The film starts with a voice-over from the lead character – a pastor explaining what the Cross is. My first take was, “Are they telling us the story before showing us?”
We go to films and read books to be drawn into the story of people. We do not want to be told all up front. We want to be shown and then drawn in. So I waited, watched, and then suddenly, I was surprised!
I was drawn into their lives. The cross – the symbol of Christianity – is so much more than a symbol. The filmmakers were making a point. Do You Believe is a great question!
They take 12 desperate people from all walks of life and place their lives together through circumstance and providence. We are brought into the subtlety of each character’s struggle. That’s when I gained another insight into the cross.
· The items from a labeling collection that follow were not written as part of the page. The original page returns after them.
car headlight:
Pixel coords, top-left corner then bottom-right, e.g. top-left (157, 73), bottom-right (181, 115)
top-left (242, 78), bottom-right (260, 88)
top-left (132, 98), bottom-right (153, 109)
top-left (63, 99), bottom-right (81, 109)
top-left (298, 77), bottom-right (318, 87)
The Cross is where and how Jesus died.
Yes, but the cross is my story.
It is where I can come to the end of me, my strength and die there too. He’s there for the lonely, the angry, the frustrated, forlorn and more. In weakness, and not cover up of weakness, He is there. All we need to do is climb up and join. There is fellowship at the end, and when the end is the cross … the end is The Beginning .
No one can brag about his or her accomplishments or dwell on failure here, but here we just live, love, and are thankful the cross is home. I do not have to perform here, I can just be.
I walked out and said to my daughter Stephanie, “Wouldn’t it be wonderful if you, me and Mom had an enlarged family? A bigger family with surrogate grandmas and grandpas, cousins brothers and sisters?”
Martin Luther King had this dream. It was his cross and his invitation for all of humanity to bring the cross we bear to that same lonely place where people find real fellowship. His Cross and our crossroad.
Let’s climb up and encourage one another. Climb “forward and upward.” The cross is not an ideal. No, not at all. It’s not a standard we come up to but a fellowship we come down to. A place to be “lifted up.” The cross is real because He is for real.